When a company desires to obtain the right to commercialize
an innovation, there are three contract instruments we routinely
use. The company and TechTips may enter into a Letter
of Intent or an Option Agreement so that certain
rights to license the innovation are reserved for the company
for a limited period of time. This allows the company time
to further evaluate the innovation or to raise funding (often
required by start-up companies) for the purpose of developing
the innovation. The company may pay a small fee in addition to
the costs for the statutory protection of the innovation (e.g.

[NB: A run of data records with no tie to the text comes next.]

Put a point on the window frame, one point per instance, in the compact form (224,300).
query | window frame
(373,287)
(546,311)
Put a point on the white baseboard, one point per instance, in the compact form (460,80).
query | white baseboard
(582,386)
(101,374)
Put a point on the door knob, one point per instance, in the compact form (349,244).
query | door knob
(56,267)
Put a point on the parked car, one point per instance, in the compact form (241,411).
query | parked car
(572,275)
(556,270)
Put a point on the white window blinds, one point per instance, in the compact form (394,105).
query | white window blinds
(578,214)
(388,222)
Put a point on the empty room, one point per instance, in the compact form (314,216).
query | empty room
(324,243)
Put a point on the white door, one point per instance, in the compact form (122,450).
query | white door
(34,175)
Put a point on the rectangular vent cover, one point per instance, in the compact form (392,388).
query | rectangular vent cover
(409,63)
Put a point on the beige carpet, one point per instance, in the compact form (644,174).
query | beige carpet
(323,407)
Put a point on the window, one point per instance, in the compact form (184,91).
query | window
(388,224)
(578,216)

costs for filing and prosecution of a patent application or
registering a copyright etc.). The company may desire to enter
into a License Agreement with TechTips directly. The license
will grant the company certain legal rights to commercialize
the innovation. The rights may be "exclusive" or
"non-exclusive" in nature, for selected (e.g. only
for "diagnostic use" but not for "therapeutic
use") or all "fields of use", and/or for certain
or all "territory" (e.g. for "Europe"
only). The company normally has to pay the university certain
fees plus royalties on products or services it may sell using the innovation.

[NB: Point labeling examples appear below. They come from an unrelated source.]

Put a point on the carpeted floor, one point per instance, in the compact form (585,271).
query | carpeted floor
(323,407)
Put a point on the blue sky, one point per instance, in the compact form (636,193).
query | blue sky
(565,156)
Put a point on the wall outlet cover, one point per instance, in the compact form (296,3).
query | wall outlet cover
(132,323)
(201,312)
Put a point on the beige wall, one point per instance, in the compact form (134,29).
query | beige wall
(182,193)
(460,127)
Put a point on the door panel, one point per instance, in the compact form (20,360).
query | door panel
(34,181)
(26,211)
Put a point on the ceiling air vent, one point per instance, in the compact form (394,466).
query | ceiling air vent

Since no two innovations are identical, there is no "routine"
or "formula" when it comes to negotiating the terms
and conditions of a license. TechTips works with potential licensees
in a "partnership" spirit in that we do not create
an artificially high "entry barrier" by demanding
a high up-front license issue fee and we expect reasonable
royalties paid only when products developed using our innovations
are successfully sold by the licensees.
However, we do collect some up-front fees to make sure that
our licensees
are truly committed to developing our innovations and are
willing to pay up front a "deposit" for the opportunity.
The "reasonable" royalty rates we collect on products
sold usually are within the "industry norm" based
on several surveys and studies by licensing professionals
and licensing societies. When we negotiate the fees and royalties
with the company, we take into account the stage of development
and uniqueness of the innovation, the character of the industry
sector, the strength of intellectual property protection for
the innovation, the market potential of the products the innovation
may bring, the likely profit margin of the products, and the
risk (both financial and technical) the company may face in
developing the innovation to commercial uses.